Now there is one more place where cameras could start watching you from 30,000 feet.
Newer seat-back entertainment systems on some airplanes operated by American Airlines, United Airlines and Singapore Airlines have cameras, and it’s likely they are also on planes used by other carriers.
American, United and Singapore all said on Friday that they have never activated the cameras and have no plans to use them.
However, companies that make the entertainment systems are installing cameras to offer future options such as seat-to-seat video conferencing, according to an American Airlines spokesman.
A passenger on a Singapore flight posted a photo of the seat-back display last week, and the tweet was shared several hundred times and drew media notice. Buzzfeed first reported that the cameras are also on some American planes.

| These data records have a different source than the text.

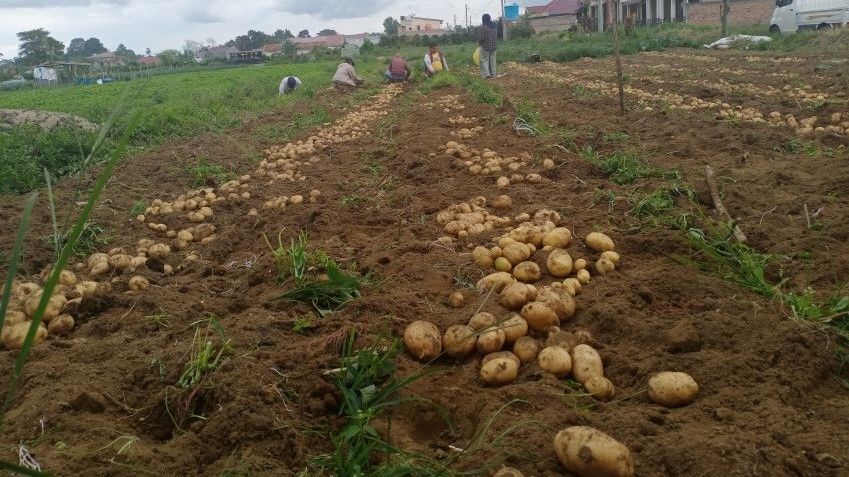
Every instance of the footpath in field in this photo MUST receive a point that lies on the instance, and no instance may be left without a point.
(406, 187)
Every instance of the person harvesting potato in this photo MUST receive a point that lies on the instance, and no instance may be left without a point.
(488, 41)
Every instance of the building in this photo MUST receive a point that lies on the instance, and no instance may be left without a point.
(557, 15)
(411, 25)
(149, 60)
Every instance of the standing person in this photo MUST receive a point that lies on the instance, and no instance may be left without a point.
(435, 60)
(289, 84)
(398, 70)
(346, 77)
(488, 41)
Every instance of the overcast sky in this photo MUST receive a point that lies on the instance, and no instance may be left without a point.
(161, 24)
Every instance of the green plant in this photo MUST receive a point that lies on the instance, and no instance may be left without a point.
(203, 170)
(92, 236)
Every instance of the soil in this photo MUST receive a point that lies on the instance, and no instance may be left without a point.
(770, 399)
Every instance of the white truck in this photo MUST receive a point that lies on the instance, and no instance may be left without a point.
(791, 16)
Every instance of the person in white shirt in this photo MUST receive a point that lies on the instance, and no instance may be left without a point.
(435, 60)
(289, 84)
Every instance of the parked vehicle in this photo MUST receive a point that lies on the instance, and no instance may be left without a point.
(791, 16)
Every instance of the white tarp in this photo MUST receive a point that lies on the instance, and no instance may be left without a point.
(44, 74)
(728, 42)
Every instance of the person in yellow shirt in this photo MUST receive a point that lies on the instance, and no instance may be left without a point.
(435, 60)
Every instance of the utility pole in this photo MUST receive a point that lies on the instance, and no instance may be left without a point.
(504, 22)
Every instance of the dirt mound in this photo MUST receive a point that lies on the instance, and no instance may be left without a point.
(44, 119)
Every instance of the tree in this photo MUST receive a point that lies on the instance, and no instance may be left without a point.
(390, 26)
(283, 34)
(93, 46)
(37, 46)
(76, 48)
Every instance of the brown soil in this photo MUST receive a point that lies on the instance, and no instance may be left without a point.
(769, 401)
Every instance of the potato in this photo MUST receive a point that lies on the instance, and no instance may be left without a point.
(612, 256)
(13, 317)
(557, 238)
(508, 472)
(496, 281)
(499, 368)
(559, 300)
(456, 300)
(527, 272)
(586, 363)
(54, 305)
(491, 340)
(573, 285)
(515, 295)
(599, 242)
(482, 321)
(588, 452)
(13, 336)
(526, 349)
(503, 265)
(61, 325)
(138, 283)
(514, 328)
(482, 256)
(555, 360)
(600, 388)
(539, 316)
(604, 265)
(672, 389)
(459, 341)
(422, 340)
(559, 263)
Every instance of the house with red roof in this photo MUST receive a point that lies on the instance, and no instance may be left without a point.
(557, 15)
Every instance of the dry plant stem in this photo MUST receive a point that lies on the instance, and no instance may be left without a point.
(718, 205)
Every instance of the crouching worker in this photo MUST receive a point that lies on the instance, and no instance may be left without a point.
(435, 61)
(289, 84)
(398, 70)
(346, 78)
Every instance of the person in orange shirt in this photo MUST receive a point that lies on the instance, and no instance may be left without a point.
(435, 60)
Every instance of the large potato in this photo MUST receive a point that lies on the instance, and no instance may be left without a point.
(555, 360)
(515, 295)
(496, 281)
(557, 238)
(13, 336)
(514, 328)
(672, 389)
(491, 340)
(422, 340)
(526, 349)
(586, 363)
(482, 321)
(527, 272)
(599, 242)
(589, 452)
(459, 341)
(559, 263)
(499, 368)
(539, 316)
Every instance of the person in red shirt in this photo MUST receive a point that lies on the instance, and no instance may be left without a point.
(398, 70)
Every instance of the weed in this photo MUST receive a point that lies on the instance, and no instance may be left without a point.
(159, 319)
(303, 323)
(138, 208)
(92, 236)
(660, 201)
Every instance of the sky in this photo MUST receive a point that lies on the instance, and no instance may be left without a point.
(162, 24)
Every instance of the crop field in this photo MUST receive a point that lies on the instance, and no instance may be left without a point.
(440, 278)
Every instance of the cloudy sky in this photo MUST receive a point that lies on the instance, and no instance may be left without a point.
(161, 24)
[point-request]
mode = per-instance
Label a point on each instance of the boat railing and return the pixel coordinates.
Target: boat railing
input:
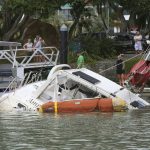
(31, 58)
(29, 77)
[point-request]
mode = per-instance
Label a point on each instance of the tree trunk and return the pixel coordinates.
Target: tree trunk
(15, 27)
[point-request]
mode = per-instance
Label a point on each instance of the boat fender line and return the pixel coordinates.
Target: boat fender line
(113, 94)
(119, 105)
(119, 90)
(46, 106)
(112, 105)
(137, 104)
(105, 105)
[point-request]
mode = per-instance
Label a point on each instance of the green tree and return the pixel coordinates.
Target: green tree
(17, 15)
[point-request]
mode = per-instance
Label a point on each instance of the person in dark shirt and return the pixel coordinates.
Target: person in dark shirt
(120, 70)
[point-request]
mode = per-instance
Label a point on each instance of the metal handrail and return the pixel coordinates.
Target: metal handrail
(20, 57)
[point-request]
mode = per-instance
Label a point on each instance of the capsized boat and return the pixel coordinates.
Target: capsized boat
(72, 90)
(139, 74)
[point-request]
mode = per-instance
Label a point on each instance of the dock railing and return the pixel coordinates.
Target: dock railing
(31, 58)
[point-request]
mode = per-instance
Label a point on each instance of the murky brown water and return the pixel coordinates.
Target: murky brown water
(91, 131)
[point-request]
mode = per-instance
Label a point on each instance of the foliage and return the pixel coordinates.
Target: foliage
(100, 47)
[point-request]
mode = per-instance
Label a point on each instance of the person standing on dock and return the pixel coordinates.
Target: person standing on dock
(80, 60)
(120, 70)
(138, 42)
(29, 46)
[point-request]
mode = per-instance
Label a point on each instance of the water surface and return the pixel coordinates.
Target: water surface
(91, 131)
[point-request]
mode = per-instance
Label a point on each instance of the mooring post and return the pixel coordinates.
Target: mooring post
(63, 44)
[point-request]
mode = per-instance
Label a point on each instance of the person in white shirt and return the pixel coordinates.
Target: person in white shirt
(28, 46)
(38, 46)
(138, 42)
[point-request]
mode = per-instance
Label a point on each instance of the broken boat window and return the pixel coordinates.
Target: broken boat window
(86, 77)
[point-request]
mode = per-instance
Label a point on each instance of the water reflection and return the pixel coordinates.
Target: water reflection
(96, 131)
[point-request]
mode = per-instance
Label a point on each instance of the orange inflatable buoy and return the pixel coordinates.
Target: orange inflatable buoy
(105, 105)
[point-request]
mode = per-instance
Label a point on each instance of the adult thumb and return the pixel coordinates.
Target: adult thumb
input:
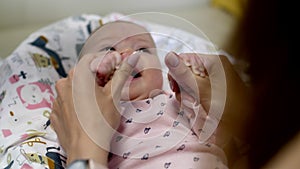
(182, 75)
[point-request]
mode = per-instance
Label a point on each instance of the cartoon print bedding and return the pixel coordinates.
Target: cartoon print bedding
(27, 79)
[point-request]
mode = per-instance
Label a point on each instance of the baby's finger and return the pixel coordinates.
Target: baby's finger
(121, 75)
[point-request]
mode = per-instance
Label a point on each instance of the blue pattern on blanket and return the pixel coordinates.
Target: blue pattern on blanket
(27, 85)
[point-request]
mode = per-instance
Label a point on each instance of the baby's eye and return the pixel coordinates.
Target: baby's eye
(108, 49)
(143, 50)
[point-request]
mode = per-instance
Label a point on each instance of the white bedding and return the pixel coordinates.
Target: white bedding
(28, 75)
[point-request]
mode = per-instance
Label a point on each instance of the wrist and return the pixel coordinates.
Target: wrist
(87, 149)
(85, 164)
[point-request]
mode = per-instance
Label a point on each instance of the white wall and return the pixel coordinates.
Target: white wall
(24, 12)
(19, 18)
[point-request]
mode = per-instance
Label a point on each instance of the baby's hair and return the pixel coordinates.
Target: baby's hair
(103, 25)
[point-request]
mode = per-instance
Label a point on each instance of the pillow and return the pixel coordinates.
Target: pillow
(28, 75)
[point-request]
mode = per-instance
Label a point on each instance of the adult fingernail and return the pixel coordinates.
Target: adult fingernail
(133, 59)
(172, 59)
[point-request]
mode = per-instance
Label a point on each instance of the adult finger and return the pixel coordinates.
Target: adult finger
(182, 75)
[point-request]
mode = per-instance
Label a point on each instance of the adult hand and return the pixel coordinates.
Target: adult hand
(84, 114)
(229, 94)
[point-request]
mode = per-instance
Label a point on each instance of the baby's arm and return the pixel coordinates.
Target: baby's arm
(105, 65)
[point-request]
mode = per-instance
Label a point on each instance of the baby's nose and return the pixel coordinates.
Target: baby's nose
(126, 52)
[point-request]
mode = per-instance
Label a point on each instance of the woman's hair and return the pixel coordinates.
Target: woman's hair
(264, 39)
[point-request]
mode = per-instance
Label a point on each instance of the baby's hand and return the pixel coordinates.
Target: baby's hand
(105, 66)
(195, 62)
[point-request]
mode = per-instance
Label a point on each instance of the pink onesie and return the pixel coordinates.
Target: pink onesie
(156, 133)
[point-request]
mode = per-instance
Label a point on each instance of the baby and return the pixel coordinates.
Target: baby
(156, 130)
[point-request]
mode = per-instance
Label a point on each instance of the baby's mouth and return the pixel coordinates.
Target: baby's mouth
(136, 74)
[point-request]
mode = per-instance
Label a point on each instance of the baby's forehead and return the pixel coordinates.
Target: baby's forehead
(121, 28)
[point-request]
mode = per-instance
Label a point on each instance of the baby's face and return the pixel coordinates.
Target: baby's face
(126, 38)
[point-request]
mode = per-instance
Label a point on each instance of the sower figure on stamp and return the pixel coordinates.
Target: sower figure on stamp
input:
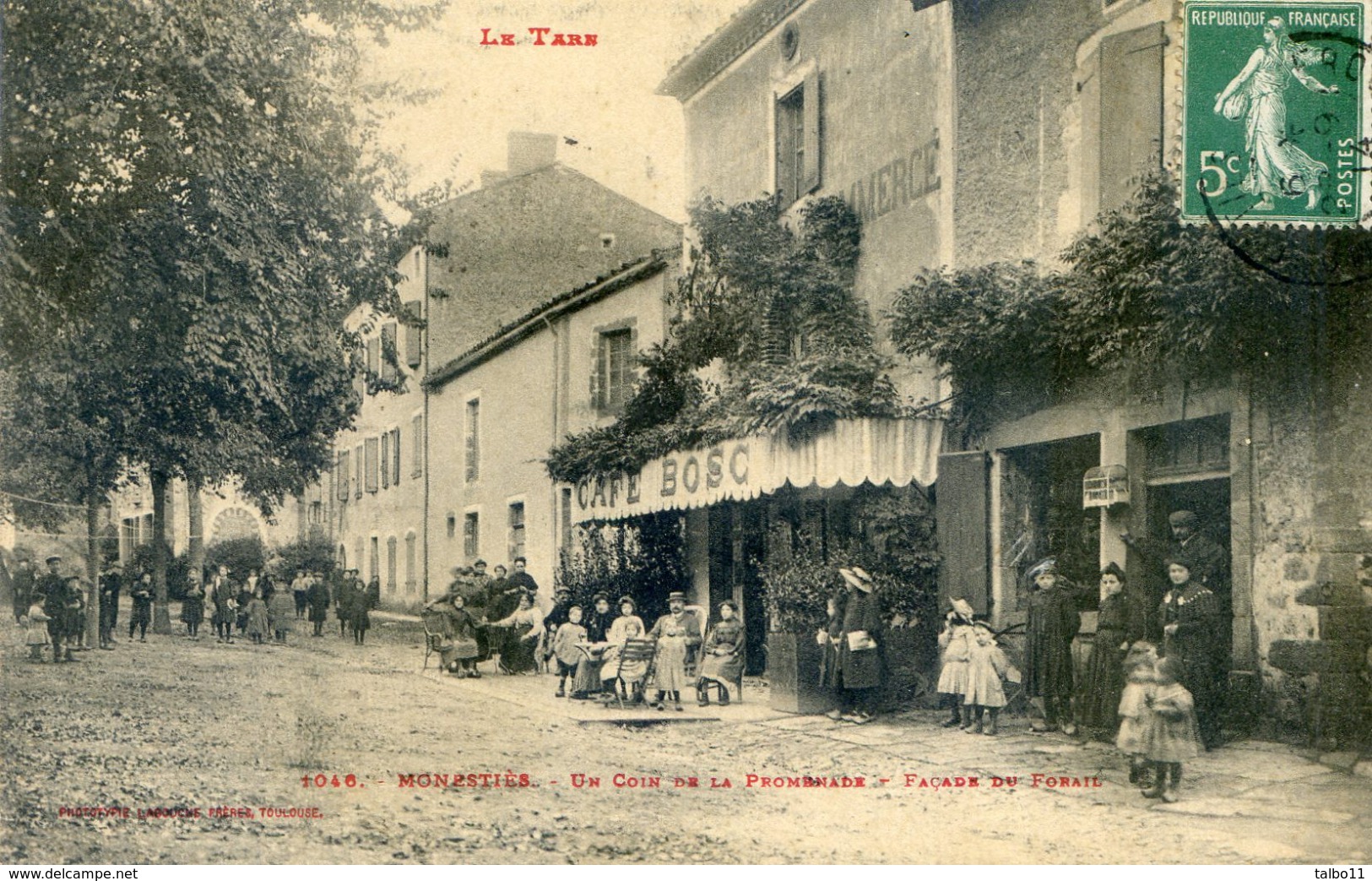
(1053, 625)
(110, 584)
(52, 588)
(1257, 94)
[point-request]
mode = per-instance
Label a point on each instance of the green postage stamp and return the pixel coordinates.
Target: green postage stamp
(1275, 113)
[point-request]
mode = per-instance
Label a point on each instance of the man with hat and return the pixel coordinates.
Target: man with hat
(676, 633)
(110, 584)
(52, 588)
(858, 661)
(1053, 625)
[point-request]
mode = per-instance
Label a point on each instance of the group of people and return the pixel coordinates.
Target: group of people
(52, 608)
(480, 617)
(1152, 681)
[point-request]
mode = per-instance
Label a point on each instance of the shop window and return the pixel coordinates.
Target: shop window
(797, 140)
(472, 439)
(388, 362)
(372, 448)
(344, 471)
(471, 534)
(516, 520)
(614, 376)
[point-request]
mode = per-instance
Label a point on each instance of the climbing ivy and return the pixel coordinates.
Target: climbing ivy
(772, 305)
(1141, 296)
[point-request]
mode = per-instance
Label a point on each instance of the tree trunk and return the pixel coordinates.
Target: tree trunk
(160, 610)
(195, 547)
(92, 623)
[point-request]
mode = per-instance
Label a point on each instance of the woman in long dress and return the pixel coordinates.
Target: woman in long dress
(1277, 165)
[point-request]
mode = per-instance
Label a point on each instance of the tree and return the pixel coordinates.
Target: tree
(193, 182)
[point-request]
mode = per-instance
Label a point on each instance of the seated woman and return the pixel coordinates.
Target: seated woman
(722, 658)
(588, 678)
(457, 630)
(519, 652)
(627, 626)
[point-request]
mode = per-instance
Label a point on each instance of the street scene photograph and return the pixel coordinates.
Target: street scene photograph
(713, 432)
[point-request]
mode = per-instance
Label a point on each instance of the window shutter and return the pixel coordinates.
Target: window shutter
(810, 179)
(388, 364)
(1131, 110)
(412, 335)
(416, 446)
(963, 527)
(372, 460)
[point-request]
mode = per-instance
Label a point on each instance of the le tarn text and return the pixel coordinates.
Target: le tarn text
(538, 36)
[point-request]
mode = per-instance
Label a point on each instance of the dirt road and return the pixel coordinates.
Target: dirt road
(197, 753)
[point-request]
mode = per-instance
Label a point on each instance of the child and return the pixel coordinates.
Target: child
(1174, 736)
(955, 644)
(1134, 707)
(258, 625)
(987, 666)
(564, 647)
(36, 633)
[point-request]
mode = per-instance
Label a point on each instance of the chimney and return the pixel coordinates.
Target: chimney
(530, 151)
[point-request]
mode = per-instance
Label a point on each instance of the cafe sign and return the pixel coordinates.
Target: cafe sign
(851, 452)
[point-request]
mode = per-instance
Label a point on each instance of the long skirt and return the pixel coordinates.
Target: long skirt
(519, 654)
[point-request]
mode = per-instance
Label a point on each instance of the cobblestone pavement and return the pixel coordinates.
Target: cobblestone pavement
(171, 727)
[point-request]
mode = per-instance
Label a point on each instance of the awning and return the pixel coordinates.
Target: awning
(891, 452)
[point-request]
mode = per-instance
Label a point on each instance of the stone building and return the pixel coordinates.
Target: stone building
(966, 132)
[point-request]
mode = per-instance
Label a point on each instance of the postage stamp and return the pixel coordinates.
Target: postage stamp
(1275, 113)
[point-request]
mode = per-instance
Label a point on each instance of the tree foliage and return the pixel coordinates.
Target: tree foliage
(1141, 294)
(773, 307)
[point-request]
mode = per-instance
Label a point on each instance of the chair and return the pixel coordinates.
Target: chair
(634, 652)
(435, 628)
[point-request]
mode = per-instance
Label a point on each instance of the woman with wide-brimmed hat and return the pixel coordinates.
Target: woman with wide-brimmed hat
(860, 663)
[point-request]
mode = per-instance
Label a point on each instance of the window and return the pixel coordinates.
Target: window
(390, 356)
(416, 445)
(614, 369)
(344, 472)
(390, 564)
(516, 545)
(471, 534)
(373, 356)
(386, 460)
(474, 439)
(372, 461)
(413, 351)
(797, 140)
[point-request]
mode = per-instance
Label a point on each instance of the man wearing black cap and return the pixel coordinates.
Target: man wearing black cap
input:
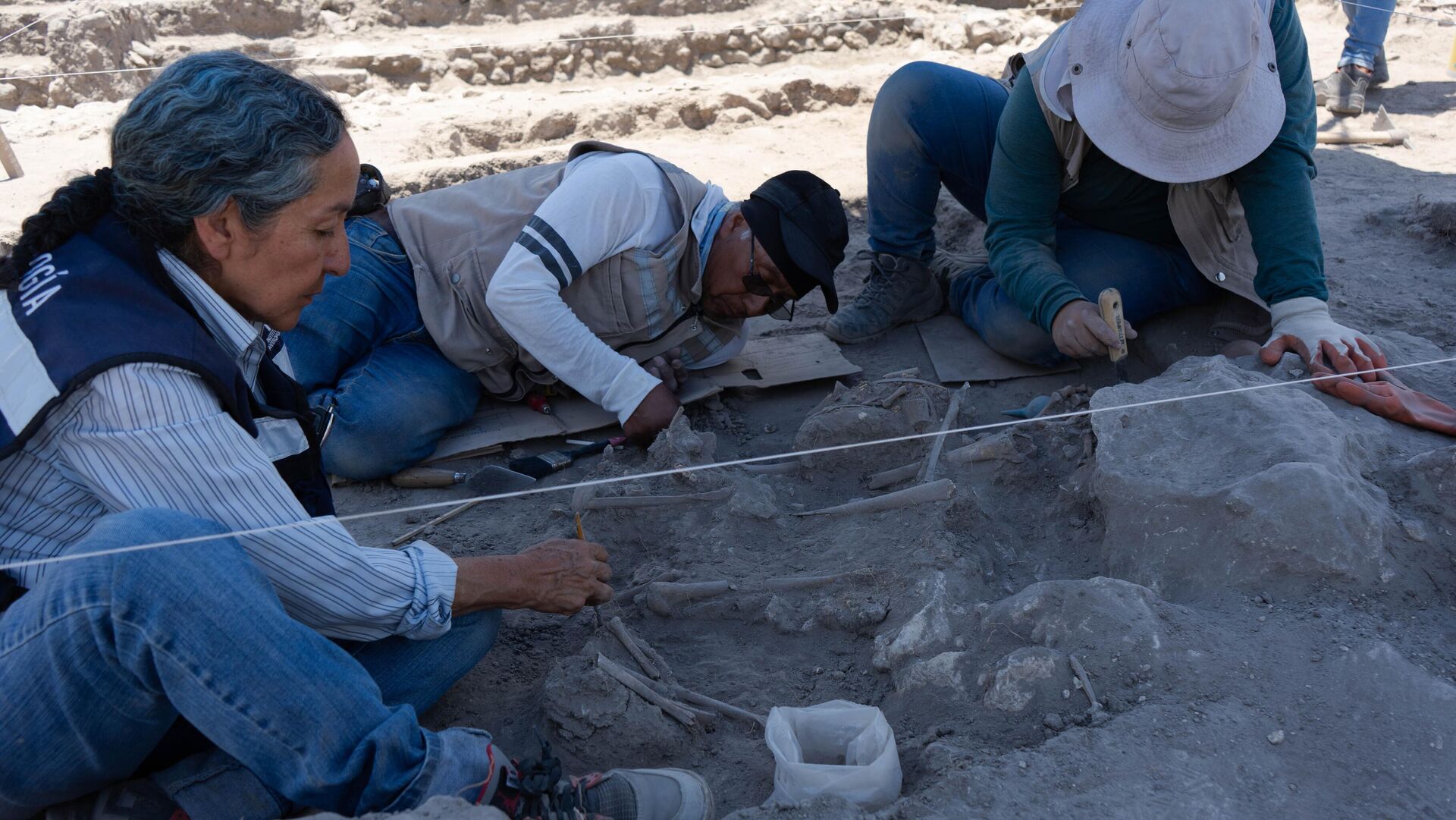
(612, 273)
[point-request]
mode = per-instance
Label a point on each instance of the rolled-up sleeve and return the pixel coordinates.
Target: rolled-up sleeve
(156, 436)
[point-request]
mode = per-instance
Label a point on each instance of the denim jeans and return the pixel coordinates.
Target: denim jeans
(101, 658)
(1365, 34)
(363, 350)
(937, 126)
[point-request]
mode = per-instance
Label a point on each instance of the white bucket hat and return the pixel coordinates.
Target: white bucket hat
(1178, 91)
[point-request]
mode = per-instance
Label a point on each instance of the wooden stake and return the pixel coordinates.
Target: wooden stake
(8, 159)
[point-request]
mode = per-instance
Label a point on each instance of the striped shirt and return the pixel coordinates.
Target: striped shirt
(149, 435)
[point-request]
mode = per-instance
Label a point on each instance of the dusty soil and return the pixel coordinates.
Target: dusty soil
(1260, 586)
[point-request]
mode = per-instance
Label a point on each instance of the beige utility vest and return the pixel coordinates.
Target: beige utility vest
(1207, 215)
(641, 302)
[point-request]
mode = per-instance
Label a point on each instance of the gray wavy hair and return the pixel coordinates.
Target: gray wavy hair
(212, 127)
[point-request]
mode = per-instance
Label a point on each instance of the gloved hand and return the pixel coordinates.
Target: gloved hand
(1308, 319)
(1378, 392)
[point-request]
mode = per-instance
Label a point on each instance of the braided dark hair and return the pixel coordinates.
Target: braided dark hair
(73, 209)
(213, 127)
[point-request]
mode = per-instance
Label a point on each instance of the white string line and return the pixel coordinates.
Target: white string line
(504, 44)
(696, 468)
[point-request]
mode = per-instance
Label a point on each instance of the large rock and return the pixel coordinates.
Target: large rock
(1239, 489)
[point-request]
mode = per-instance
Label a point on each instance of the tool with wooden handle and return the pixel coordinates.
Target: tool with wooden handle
(1110, 303)
(488, 481)
(425, 478)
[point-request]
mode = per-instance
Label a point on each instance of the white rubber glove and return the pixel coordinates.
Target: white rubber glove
(1308, 319)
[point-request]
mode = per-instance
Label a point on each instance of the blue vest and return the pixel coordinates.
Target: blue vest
(102, 300)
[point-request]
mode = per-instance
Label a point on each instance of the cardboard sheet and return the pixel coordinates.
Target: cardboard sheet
(960, 356)
(764, 363)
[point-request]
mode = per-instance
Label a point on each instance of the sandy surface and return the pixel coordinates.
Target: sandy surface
(1258, 586)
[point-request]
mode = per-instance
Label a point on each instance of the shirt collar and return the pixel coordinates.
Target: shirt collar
(239, 338)
(1056, 77)
(707, 218)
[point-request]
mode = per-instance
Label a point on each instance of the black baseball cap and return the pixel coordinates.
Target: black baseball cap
(800, 220)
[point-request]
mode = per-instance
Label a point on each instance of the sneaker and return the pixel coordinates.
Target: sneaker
(535, 790)
(897, 291)
(133, 800)
(1345, 91)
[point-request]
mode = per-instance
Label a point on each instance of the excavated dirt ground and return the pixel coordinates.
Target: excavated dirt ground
(1260, 586)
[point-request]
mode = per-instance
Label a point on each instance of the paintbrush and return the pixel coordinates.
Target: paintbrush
(546, 463)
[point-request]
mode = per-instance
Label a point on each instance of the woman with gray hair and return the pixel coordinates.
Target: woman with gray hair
(178, 602)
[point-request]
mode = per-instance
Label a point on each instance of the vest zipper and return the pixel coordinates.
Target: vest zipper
(692, 313)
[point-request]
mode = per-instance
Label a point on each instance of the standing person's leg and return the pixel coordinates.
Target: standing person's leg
(1362, 63)
(930, 126)
(105, 653)
(1365, 34)
(1152, 278)
(363, 350)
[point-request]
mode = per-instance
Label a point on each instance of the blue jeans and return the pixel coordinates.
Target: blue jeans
(363, 350)
(1365, 34)
(101, 658)
(937, 126)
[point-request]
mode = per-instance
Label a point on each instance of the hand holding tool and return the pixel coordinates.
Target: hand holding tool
(1110, 303)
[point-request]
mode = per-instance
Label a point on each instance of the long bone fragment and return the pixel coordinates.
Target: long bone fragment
(638, 501)
(663, 598)
(919, 494)
(951, 414)
(620, 631)
(886, 478)
(685, 693)
(625, 677)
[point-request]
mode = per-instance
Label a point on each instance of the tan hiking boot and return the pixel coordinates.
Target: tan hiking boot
(897, 291)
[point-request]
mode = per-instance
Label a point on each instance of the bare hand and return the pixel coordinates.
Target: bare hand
(1079, 331)
(651, 417)
(563, 576)
(669, 369)
(1378, 392)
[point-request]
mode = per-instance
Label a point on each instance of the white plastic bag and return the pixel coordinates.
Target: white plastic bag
(837, 747)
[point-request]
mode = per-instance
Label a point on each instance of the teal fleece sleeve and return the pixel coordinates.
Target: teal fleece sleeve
(1276, 187)
(1022, 196)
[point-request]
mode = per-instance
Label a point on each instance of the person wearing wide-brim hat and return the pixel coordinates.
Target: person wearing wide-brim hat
(1163, 147)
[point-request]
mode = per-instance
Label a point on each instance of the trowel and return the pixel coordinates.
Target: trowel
(1110, 303)
(487, 481)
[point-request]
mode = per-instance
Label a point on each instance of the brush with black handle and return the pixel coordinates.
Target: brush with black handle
(545, 463)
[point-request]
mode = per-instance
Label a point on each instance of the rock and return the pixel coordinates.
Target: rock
(1030, 674)
(777, 36)
(554, 126)
(398, 66)
(1187, 513)
(752, 498)
(341, 80)
(680, 446)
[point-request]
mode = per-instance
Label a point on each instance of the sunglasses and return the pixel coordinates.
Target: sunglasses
(780, 308)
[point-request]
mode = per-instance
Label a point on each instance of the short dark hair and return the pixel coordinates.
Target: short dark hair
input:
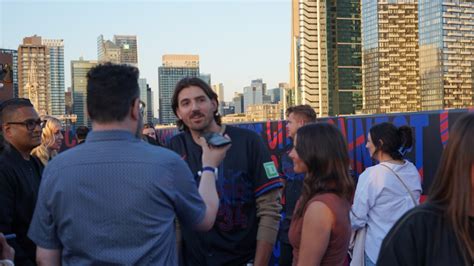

The airlines stressed that they didn’t add the cameras manufacturers embedded them in the entertainment systems. American’s systems are made by Panasonic, while Singapore uses Panasonic and Thales, according to airline representatives. Neither Panasonic nor Thales responded immediately for comment.
As they shrink, cameras are being built into more devices, including laptops and smartphones. The presence of cameras in aircraft entertainment systems was known in aviation circles at least two years ago, although not among the travelling public.
Seth Miller, a journalist who wrote about the issue in 2017, thinks that equipment makers didn’t consider the privacy implications. There were already cameras on planes although not so intrusive and the companies assumed that passengers would trade their images for convenience, as they do with facial-recognition technology at immigration checkpoints, he said. “Now they’re facing blowback from a small but vocal group questioning the value of the system that isn’t even active,” Miller said.